If the time penalty of commuting were monetized through a comprehensive road pricing system, you would see even more drastic differences in land prices between interior and peripheral areas.
BUT, there are other reasons folks choose to live in the Inland Empire (I’ll grant you Palmdale and Lancaster, the only reason one should live there is if they work there.). There’s space between houses, you are close to skiing, the traffic isn’t as congested as the Valley or the Westside (especially on the weekends), and you are that much closer to Vegas, Palm Springs, and the Indian Casinos. You have your own airport to fly out of, which makes getting in and out incredibly convenient (not to mention that parking 300 feet from the terminal doesn’t cost an arm and a leg). You could take the train into work if you worked downtown or in one of the major OC centers, but the drive isn’t too horrible, especially if you can carpool.
The other thing is that work locations can be fickle. I know someone who was promoted to Quartz Hill from his Industry office. The rule in our agency is you never turn down a promotion, no matter where it is, or you will be put at the end of the line. Luckily the taxpayers are paying for his gas and his vehicle (from his home in Rancho Cucamonga) but spending time with the wife and kids on the cell phone is not the same as doing so in person.
Space between houses in the IE? Surely you jest. Maybe in older areas, but not in your typical KB/Pardee/Hovnanian/Centex tract. Just look at aerial photos of recently developed areas: we’re talking levels of paved/built-area-to-green-space reminiscent of 1920s bungalow neighborhoods in Chicago or San Francisco. Most of the recent tracts I’ve seen in the IE, south OC, and northern LA County are full of “sugar houses”–i.e., houses close enough to one another that you can pass a cup of sugar from one kitchen to another.
The high density of development in its exurbs is a major reason that Los Angeles’ urban area has the highest population density of any in the United States. Lot sizes for greenfield development here are some of the smallest in the country.
Peter, to be fair- a comparable McMansion in Glendale will cost around $850K compared to the $300K in Palmdale, clearly the differences between the 2 is more than a few hundred dollars a month.
I suppose it doesn’t equal out, even if you throw in the value of time wasted commuting from long distances. Even so, a big house on a tiny lot in an isolated area doesn’t strike me as anything resembling paradise.
We are going to find out — the hard way — that these housing valuations are incorrect.
Let’s guess the value of these homes five to ten years after the housing-bubble variations bottom out. This is not five to ten years from this date, since the bottom has yet to occur. This is firing at a target in a pitch-dark room.
What factors outside of prices alone add premiums or discounts? There needs to be a better explanation other than price alone to determine why Glendale has or deserves such a premium.

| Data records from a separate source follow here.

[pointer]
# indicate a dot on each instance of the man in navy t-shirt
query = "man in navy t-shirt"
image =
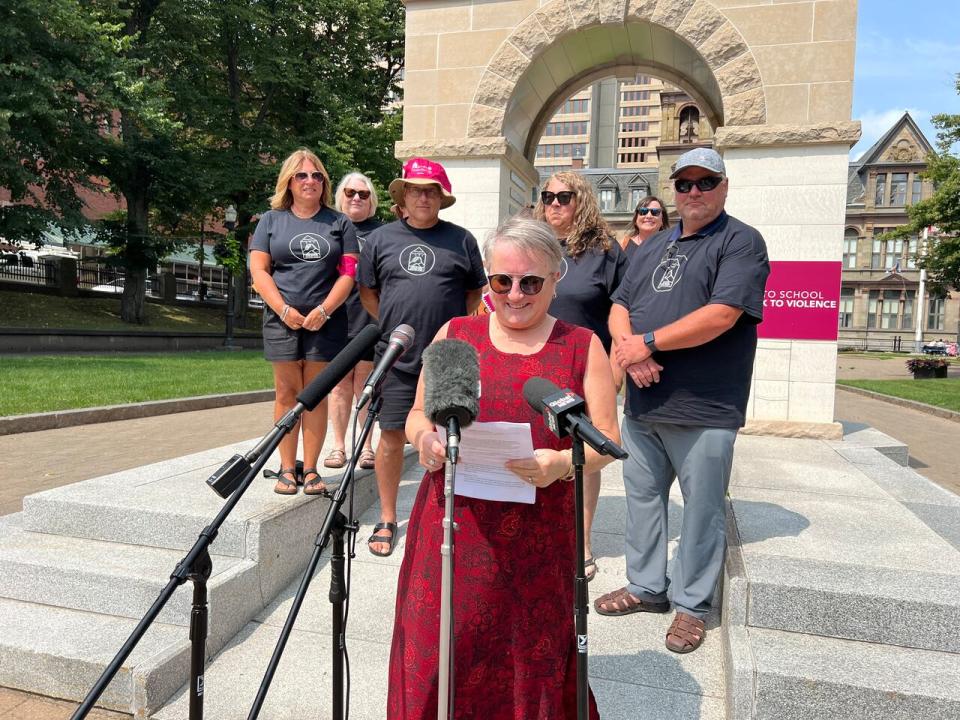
(420, 271)
(684, 323)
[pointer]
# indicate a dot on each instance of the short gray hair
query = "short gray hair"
(528, 235)
(350, 177)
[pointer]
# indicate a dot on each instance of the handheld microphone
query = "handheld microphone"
(230, 475)
(563, 413)
(400, 341)
(451, 388)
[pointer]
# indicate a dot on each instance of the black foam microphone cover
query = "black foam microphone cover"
(338, 368)
(451, 382)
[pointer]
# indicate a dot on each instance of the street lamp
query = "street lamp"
(229, 222)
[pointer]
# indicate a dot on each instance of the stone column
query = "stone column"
(790, 182)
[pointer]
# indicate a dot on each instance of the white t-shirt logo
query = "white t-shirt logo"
(668, 273)
(418, 259)
(309, 247)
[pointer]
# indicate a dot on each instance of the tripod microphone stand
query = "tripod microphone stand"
(335, 525)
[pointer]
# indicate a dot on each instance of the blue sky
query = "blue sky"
(908, 57)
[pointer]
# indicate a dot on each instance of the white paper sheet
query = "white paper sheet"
(484, 448)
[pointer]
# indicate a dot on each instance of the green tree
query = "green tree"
(941, 258)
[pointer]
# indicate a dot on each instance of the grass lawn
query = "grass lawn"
(36, 311)
(60, 382)
(943, 393)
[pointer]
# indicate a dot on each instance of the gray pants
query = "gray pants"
(701, 458)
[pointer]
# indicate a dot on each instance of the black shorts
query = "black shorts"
(398, 392)
(283, 344)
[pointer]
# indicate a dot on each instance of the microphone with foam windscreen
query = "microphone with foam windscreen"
(451, 388)
(563, 413)
(400, 341)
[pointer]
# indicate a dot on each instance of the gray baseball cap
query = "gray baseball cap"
(707, 158)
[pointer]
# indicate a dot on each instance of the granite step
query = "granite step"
(121, 580)
(893, 606)
(804, 677)
(60, 653)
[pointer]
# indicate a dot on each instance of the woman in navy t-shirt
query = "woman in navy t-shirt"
(303, 259)
(591, 270)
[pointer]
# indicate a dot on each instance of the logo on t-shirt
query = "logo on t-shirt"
(309, 247)
(417, 259)
(668, 273)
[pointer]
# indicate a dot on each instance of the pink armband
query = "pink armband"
(348, 266)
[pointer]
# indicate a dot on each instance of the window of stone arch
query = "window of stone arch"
(689, 125)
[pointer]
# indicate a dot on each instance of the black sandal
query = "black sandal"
(392, 540)
(284, 486)
(315, 486)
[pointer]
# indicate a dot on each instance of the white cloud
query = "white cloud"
(873, 124)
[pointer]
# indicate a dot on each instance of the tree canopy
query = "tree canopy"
(182, 108)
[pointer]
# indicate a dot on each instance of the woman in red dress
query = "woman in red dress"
(514, 646)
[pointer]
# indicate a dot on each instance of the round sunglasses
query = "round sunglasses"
(502, 283)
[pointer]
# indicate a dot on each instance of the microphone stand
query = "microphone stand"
(335, 525)
(445, 697)
(197, 567)
(580, 605)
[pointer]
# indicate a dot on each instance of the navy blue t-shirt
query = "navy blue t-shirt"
(422, 277)
(305, 253)
(357, 317)
(586, 286)
(668, 278)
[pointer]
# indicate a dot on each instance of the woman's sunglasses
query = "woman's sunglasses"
(703, 184)
(501, 283)
(302, 176)
(563, 197)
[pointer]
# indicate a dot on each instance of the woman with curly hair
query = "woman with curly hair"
(591, 270)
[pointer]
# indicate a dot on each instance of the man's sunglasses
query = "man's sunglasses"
(703, 184)
(302, 176)
(563, 197)
(501, 283)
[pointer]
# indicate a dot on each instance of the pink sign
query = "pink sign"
(801, 301)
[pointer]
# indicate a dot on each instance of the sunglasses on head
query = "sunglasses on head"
(703, 184)
(502, 283)
(563, 197)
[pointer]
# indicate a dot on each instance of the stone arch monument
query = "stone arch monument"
(775, 80)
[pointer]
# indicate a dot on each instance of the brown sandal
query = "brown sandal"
(621, 602)
(314, 486)
(686, 633)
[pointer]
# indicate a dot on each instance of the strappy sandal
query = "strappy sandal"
(315, 486)
(367, 460)
(336, 459)
(686, 633)
(392, 540)
(284, 485)
(622, 602)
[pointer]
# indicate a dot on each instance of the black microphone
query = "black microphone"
(230, 475)
(451, 388)
(400, 341)
(563, 412)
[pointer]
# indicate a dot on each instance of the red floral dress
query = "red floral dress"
(514, 641)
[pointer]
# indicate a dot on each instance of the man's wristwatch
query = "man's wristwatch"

Shouldn’t we be subsidizing housing purchases 100% and then subsidizing the monthly costs 25-50% as well? Of course, not for all houses. Only those houses that are within defined housing service corridors will qualify while all will be taxed to pay for it. Otherwise we may find people unable to afford houses and other people making housing decisions based on bad land use theories.
http://www.nytimes.com/2008/05/12/opinion/12krugman.html?_r=1&hp&oref=slogin
I’m not sure where to post this, so I will post it here.
There is an interesting op-ed by Paul Krugman in the New York Times and the oil futures market and how conservatives are the ones complaining instead of progressives. Their fear. The horror for them is that people might start taking public transit to work.